Al suo interno, ho condotto una tavola rotonda sul fumetto neopop, che si collega in parte a quella sul fumetto indie che avevo sviluppato l'anno prima. Ho dialogato con due autori decisamente validi, Lorenzo Mò, che si sta decisamente imponendo sulla scena col suo esordio (e che mi fa piacere di seguire da tempi non sospetti, e non solo per la nostra stretta vicinanza geografica). Qui quanto ho scritto del suo Dogmadrome:


L'altro autore coinvolto era Albhey Longo, di cui vorrei scrivere a breve per evidenziare i meriti specifici del suo recente Sfera.



La nostra conversazione l'ho sintetizzata qui:https://www.lospaziobianco.it/cerea-conversando-sul-fumetto-neopop/

Inoltre, ho avuto anche modo di intervistare una giovane disegnatrice molto valida, Alice Del Giudice, che ha inaugurato la collana di Panini Comics dedicata all'infanzia.

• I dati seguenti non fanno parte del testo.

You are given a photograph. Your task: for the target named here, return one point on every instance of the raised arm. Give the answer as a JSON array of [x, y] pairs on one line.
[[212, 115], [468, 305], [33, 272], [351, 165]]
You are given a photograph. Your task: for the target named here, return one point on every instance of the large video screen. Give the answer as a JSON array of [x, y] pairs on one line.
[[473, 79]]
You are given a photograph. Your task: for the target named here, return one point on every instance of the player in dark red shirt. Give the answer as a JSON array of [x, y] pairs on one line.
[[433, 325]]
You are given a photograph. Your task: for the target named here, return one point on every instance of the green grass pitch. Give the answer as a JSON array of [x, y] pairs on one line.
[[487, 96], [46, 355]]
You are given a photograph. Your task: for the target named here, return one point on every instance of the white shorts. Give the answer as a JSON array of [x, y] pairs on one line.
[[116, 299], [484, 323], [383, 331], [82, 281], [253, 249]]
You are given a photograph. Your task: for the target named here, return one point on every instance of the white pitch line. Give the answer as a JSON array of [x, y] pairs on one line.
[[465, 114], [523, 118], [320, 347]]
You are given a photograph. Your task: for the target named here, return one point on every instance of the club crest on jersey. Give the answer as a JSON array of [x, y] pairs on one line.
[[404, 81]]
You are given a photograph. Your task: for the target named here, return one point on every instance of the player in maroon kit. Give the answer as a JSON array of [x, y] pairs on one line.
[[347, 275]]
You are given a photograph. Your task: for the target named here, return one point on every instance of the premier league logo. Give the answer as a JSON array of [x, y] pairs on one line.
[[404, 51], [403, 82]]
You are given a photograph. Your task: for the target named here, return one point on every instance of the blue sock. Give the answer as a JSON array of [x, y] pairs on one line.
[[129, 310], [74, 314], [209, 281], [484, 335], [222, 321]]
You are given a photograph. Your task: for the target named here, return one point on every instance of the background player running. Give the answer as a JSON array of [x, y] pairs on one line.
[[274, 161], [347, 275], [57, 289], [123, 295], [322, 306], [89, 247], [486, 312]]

Alice è molto brava, ha una sintesi molto efficace e uno stile comunicativo personale; fa parte di quell'ampia sfera di nuove autrici del fumetto e dei "linguaggi dell'immagine" in generale che dovremmo tenere maggiormente d'occhio, come ci insegna Di Nocera che citavo nel mio articolo di ieri.




https://www.lospaziobianco.it/alice-del-giudice-fumetti-e-storie-a-misura-di-bambino/

Insomma, incontri interessanti, che mi hanno permesso per una volta di incontrare di persona gli autori di cui mi piace scrivere. Una dimensione che riesco a coltivare poco, ma che è stata decisamente stimolante, negli incontri e nelle conversazioni libere che ne sono seguite. Spero quindi in un rilancio di Cerea! 2020, a cui mi auguro - nei limiti del possibile - di contribuire.